MONÓLOGO DEL ÁRBOL DE MANGO DE LA PLAZA

Por José Atuesta Mindiola

De la plaza “Alfonso López” en Valledupar soy más que un follaje de sombra que guarda secretos y emociones; también soy alianza de reposo en los zapatos rotos de cansancio y atavío frondoso de encuentros y tertulias. Soy un verde monumento defensor de la vida y la contaminación. Estoy enfermo, pero no de vejez; estoy enfermo de olvido. Se olvidan que estoy rodeado de cemento y tienen que remover la tierra y renovarla con nuevos nutrientes. Se olvidan que me caen parásitos y mis raíces necesitan agua y minerales.

Los árboles de mango pueden vivir más de trescientos años, yo apenas paso de los ochenta. Si me cuidan y me protegen puedo vivir muchos años. Yo me siento un símbolo de la vallenatía. Quiero a la Plaza y ella me necesita. Soy una referencia de medida para la concurrencia de la gente en la Plaza. Si hay un evento en la tarima “Francisco el Hombre” se considera exitoso, si la multitud pasa más allá del palo de mango.

Soy originario de la India, por eso mi nombre científico es mangífera índica; por tener semillas, flores y frutos pertenezco al grupo de las plantas angiospermas.
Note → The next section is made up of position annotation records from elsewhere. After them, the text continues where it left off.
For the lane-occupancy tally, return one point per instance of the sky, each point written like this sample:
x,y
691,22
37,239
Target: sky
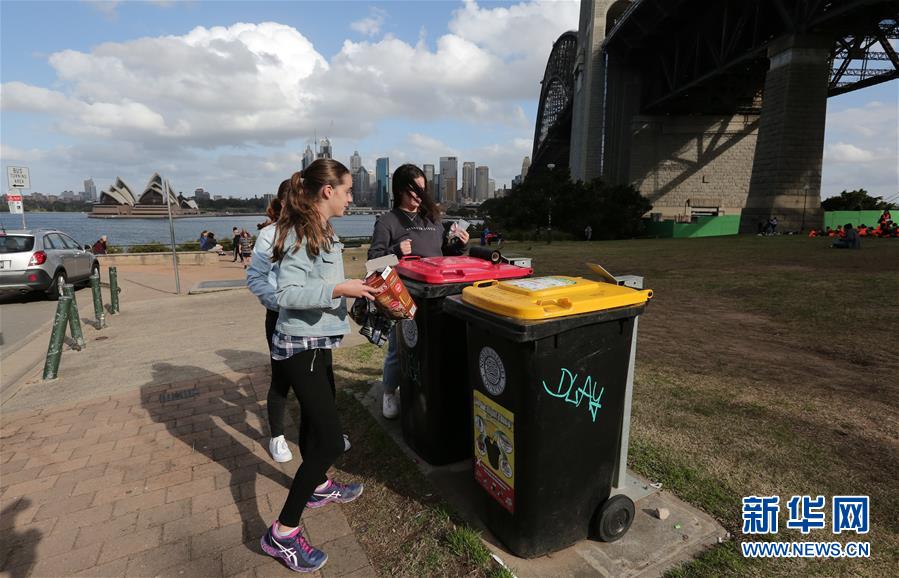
x,y
226,95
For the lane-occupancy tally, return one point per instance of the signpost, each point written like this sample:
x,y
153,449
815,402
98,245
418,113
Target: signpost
x,y
19,180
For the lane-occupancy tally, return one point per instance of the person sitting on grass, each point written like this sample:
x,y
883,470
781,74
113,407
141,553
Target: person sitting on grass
x,y
850,239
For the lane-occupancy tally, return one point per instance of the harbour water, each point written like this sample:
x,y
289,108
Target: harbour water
x,y
124,232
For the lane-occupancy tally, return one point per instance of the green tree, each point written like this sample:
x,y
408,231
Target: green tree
x,y
857,200
613,212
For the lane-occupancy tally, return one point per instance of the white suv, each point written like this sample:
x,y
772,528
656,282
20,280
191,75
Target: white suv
x,y
43,260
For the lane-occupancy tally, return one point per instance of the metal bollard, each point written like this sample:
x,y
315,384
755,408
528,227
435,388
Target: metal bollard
x,y
114,290
57,336
99,316
74,317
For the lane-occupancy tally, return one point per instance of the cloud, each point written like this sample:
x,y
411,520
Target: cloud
x,y
862,149
370,26
223,91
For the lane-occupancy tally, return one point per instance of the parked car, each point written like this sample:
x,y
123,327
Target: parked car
x,y
43,260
Al observar la forma predominante de mi fruto pueden comprobar que se asemeja a un corazón, por eso soy de la familia de las anacardiáceas. En la India me llaman “Fruta del Cielo”, y “El árbol de los deseos”. Las antiguas leyendas hindúes dan fe de mi antigüedad y de mi importancia para ellos. Por ejemplo, dicen que el rey Akbar, quien gobernó la India hacia el siglo XVI, poseía una plantación de cien mil árboles de mango. Pero hay una leyenda que pone el acento en mi supuesto carácter sagrado, y es aquella que sostiene que Buda se sentaba a meditar a la sombra de un árbol de mango.

Afirman que en manos de navegantes portugueses llegué a América y la primera mata de mango la sembraron en Brasil a finales del siglo XVIII. Estudiosos venezolanos de la botánica advierten que en 1869 ya se observaban frutales de mangos en el valle de Caracas; y también, por estos años ya había algunos cultivos similares en los valles del Caribe colombiano. Son muchos los lugares tropicales que he encontrado para crecer y dar fruto en cierta época del año; pero en Valledupar encontré mi paraíso, mi tierra sagrada; los bioelementos abundantes en este suelo, el agua permanente y la música de acordeones y guitarras son factores favorables para dar fruto todas las épocas del año.

La tentación de comer mango es irresistible e incita a la invasión de la propiedad ajena donde estoy sembrado, por eso en Valledupar he sido sacado de los patios para las calles y los parques. No existe alguien que no se rinda ante mi inigualable aroma, ni quien se atreva a renegar de mi dulce sabor. Soy un árbol de tronco leñoso que esparce sus ramas a los sonidos del viento.